What about Clay and Buck? Stepping into the shoes of the (dead) Rush Limbaugh doesn’t exactly bode well for legitimate, level-headed political talk, but Travis and Sexton have seemingly gone out of their way to attack those who don’t agree with them and stuff three hours of airtime with misinformation labeled as “the front lines of truth” and “ team reality” on show sweepers. They are overtly playing to hard-right republicans who have no intentions of polite discourse with anyone but their own.

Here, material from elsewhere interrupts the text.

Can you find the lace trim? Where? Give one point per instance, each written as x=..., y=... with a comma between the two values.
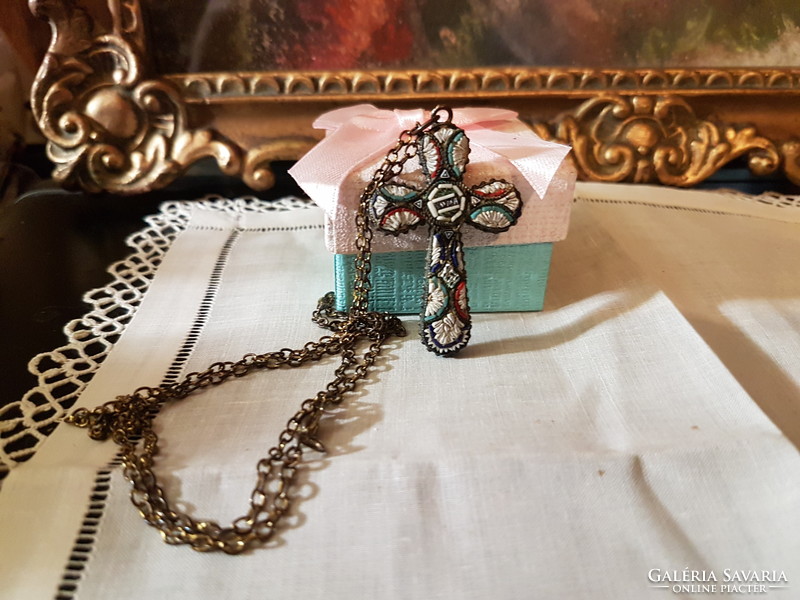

We’ve already seen what happens when you go against the grain with Limbaugh’s radio following. Immediately after the 2022 midterms, the radio duo simply levied the possibility of some blame towards Trump for putting forward weak candidates. The result? An explosion of anger on social media, plummeting podcast numbers, and the complete loss of Donald Trump as an ally of the show - he hasn’t called in since.
Just last month, a picture of a Ron DeSantis donor event went viral and featured Clay Travis sitting in the front row. Although he claimed he was attending as “media”, multiple sources with knowledge of the event say he was there as a speaker, donor, and supporter of the DeSantis campaign, despite publicly saying he would not take the side of a single candidate during the GOP primary. A video released this week confirms Travis spoke on-stage. As you can imagine, the pro-DeSantis crowd once again took aim at Clay and Buck, proving that they are very much an audio fansite with subscribers not afraid to cut ties when they’re made to look like fools.
Clay Travis knows clearly knows a lot about the college football fansite model. As well he should, after all, his entire post-COVID career depends on it.